In response, Plaintiff correctly states that the complaint "seeks only those damages available to the personal representative of the Kedra estate” and suggests that the caption includes the words "in her own right” only because that is the "conventional construction” for a caption in a case of this type. Pl.'s Resp. 2 n.l, ECF No. 8. Therefore, there is no dispute here; Plaintiff does not in fact seek to sue in her own right. She is thus granted leave to amend the caption accordingly.

. The Court need not address, these prongs sequentially. See Pearson v. Callahan, 555 U.S. 223, 236, 129 S.Ct. 808, 172 L.Ed.2d 565 (2009) ("The judges of the district courts and the courts of appeals should be permitted to exercise their sound discretion in deciding which of the two prongs of the qualified immunity analysis should be addressed first in light of the circumstances in the particular case at hand.”).

. Plaintiff does argue that Defendant's plea of guilty to five counts of reckless endangerment in a state criminal court is an admission establishing that Defendant necessarily acted with conscious disregard - which, under Sanford, would also be -sufficient to establish that his culpability shocks the conscience - because in Pennsylvania, ''[t]he mens rea for the crime of recklessly endangering another person is a 'conscious disregard of a known risk of death or great bodily injury to another person.' " Commonwealth v. Klein, 795 A.2d 424, 428 (Pa.Super.Ct.2002) (quoting Commonwealth v. Hopkins, 747 A.2d 910, 915-16 (Pa.Super.Ct.2000)).

This argument holds water only if non-mutual offensive collateral estoppel is extended here. Such estoppel, which has a "unique potential for unfairness,” is not automatic and may be applied only at the discretion of the district court. Jean Alexander Cosmetics, Inc. v. L’Oreal USA, Inc., 458 F.3d 244, 249 (3d Cir.2006). At least four requirements must be proven: "(1) the identical issue was previously adjudicated; (2) the issue was actually litigated; (3) the previous determination was necessary to the decision; and (4) the party being precluded from relitigating the issue was fully represented in the prior action.” Id. (internal quotation marks omitted).

Plaintiff has not even attempted to carry her "burden of proving [estoppel’s] applicability to the case at hand.” Dici v. Commonwealth of Pa., 91 F.3d 542, 548 (3d Cir.1996). Rather, she simply assumes that estoppel applies without engaging in any of the relevant legal analysis. Moreover, the Court will not hold that Defendant had a "full and fair opportunity to litigate” the question of his constitutional culpability on the basis of a guilty plea in a state criminal court. Seborowski v. Pittsburgh Press Co., 188 F.3d 163, 169 (3d Cir.1999). Under these circumstances, therefore, the Court declines to apply estoppel, and *365Defendant's culpability thus remains unestablished.

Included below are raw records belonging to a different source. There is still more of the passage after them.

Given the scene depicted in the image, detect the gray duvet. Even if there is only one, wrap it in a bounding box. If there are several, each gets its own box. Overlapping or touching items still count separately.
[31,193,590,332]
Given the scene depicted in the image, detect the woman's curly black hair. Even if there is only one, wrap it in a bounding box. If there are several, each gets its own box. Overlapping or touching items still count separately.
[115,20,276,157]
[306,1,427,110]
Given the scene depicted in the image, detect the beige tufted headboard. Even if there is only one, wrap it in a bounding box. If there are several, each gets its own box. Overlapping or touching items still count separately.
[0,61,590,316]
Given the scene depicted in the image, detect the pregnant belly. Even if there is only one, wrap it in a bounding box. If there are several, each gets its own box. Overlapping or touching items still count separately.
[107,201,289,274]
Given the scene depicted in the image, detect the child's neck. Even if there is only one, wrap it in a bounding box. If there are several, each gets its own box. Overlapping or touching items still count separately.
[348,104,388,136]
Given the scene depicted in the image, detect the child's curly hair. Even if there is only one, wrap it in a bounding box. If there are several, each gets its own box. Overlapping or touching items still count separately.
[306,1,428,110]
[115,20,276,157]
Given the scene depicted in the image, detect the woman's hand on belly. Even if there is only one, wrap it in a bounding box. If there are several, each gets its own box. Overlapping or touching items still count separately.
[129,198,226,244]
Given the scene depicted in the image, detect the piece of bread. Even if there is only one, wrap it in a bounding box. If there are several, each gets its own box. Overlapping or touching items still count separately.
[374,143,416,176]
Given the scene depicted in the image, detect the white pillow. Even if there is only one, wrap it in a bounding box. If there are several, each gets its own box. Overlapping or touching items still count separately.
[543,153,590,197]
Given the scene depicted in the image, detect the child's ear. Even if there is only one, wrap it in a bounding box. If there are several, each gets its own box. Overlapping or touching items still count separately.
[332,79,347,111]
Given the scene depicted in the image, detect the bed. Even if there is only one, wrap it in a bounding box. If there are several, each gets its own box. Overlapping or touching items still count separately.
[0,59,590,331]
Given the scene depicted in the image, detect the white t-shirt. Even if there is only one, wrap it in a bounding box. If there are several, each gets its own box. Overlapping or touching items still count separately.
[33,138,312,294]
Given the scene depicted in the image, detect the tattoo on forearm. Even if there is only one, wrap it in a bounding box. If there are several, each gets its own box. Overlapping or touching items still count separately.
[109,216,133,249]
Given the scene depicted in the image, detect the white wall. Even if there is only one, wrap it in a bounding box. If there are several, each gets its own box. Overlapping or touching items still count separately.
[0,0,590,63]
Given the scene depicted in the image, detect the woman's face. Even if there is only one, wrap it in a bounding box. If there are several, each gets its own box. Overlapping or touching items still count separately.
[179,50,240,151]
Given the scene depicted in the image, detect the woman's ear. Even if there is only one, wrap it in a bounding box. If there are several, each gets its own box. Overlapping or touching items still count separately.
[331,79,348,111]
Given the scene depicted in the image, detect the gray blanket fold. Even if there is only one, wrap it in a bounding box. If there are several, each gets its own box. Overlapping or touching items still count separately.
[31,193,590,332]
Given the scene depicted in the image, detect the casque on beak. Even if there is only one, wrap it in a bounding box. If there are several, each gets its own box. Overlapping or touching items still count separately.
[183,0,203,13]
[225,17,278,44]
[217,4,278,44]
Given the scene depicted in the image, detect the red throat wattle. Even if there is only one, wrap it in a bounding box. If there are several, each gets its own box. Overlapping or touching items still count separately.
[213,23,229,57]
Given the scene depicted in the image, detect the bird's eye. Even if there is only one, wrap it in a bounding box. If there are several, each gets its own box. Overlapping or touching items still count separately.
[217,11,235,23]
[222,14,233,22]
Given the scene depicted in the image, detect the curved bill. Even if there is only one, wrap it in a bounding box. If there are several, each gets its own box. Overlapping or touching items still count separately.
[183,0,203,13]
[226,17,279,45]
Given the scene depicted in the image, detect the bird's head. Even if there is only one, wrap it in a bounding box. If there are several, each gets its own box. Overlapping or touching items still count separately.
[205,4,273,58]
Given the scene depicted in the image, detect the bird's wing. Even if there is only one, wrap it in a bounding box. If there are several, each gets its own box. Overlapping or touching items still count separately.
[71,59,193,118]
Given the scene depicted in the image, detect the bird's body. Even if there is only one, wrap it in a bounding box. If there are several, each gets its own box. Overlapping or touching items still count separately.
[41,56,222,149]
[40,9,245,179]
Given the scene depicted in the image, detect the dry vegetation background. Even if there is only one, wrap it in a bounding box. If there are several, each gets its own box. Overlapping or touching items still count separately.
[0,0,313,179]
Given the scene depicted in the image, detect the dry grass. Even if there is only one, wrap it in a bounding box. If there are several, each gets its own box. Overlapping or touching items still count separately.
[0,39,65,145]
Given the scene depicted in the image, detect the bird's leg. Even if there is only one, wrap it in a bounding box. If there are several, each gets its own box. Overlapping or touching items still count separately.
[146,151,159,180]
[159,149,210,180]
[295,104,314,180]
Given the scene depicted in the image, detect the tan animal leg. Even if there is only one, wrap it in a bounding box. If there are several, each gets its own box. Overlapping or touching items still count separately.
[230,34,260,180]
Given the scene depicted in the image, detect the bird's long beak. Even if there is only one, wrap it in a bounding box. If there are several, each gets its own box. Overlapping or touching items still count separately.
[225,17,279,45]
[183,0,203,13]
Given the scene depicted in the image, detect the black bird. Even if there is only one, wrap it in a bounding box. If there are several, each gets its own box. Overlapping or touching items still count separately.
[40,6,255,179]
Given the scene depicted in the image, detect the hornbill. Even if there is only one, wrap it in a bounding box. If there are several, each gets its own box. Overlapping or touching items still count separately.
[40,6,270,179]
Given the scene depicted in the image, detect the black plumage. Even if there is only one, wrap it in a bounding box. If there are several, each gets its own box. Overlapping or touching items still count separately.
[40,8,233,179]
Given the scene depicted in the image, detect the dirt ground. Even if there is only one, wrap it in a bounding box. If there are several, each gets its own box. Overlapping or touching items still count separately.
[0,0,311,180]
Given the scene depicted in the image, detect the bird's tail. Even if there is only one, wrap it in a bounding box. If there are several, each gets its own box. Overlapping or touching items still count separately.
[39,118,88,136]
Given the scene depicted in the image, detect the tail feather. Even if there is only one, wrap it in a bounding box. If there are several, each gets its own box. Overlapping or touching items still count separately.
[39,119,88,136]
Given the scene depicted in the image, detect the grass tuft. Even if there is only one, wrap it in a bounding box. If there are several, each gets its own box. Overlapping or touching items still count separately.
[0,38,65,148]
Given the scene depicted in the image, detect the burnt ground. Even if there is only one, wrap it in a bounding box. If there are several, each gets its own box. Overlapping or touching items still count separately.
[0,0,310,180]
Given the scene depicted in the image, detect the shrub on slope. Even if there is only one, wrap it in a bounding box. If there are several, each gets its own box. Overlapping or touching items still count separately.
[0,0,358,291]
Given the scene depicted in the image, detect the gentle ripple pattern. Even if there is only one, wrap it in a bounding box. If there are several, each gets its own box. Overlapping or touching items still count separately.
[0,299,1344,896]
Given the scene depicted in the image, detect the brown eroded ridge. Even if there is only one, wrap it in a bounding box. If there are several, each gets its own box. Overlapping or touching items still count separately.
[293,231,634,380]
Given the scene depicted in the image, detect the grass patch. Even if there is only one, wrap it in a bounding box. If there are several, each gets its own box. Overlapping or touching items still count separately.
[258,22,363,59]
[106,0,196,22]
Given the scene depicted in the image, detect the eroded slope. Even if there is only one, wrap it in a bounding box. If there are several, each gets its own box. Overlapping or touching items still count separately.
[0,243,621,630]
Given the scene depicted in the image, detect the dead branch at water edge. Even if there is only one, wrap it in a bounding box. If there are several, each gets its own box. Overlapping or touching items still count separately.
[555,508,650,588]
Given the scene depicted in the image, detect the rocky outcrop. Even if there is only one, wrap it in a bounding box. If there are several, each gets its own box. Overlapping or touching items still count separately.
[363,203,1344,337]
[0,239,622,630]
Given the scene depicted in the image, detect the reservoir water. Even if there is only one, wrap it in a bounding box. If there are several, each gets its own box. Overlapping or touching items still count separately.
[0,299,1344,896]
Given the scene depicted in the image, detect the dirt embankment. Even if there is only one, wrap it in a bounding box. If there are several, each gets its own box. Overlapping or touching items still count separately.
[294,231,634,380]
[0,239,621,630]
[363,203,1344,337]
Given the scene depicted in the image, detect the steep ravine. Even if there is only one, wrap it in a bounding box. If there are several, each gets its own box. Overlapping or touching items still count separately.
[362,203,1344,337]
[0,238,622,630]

. Before Pearson, the Supreme Court required lower courts to address the two prongs of the qualified immunity analysis in sequence — determining first whether a constitutional violation had occurred, then whether the right at issue was clearly established. See Pearson, 555 U.S. at 232, 129 S.Ct. 808 (discussing Saucier, 533 U.S. 194, 121 S.Ct. 2151, 150 L.Ed.2d 272, in which the two-step sequential analysis was mandated).

. An example of a right defined at too high a level of ’ generality is "that an unreasonable search or seizure violates the Fourth Amendment.” al-Kidd, 131 S.Ct. at 2084.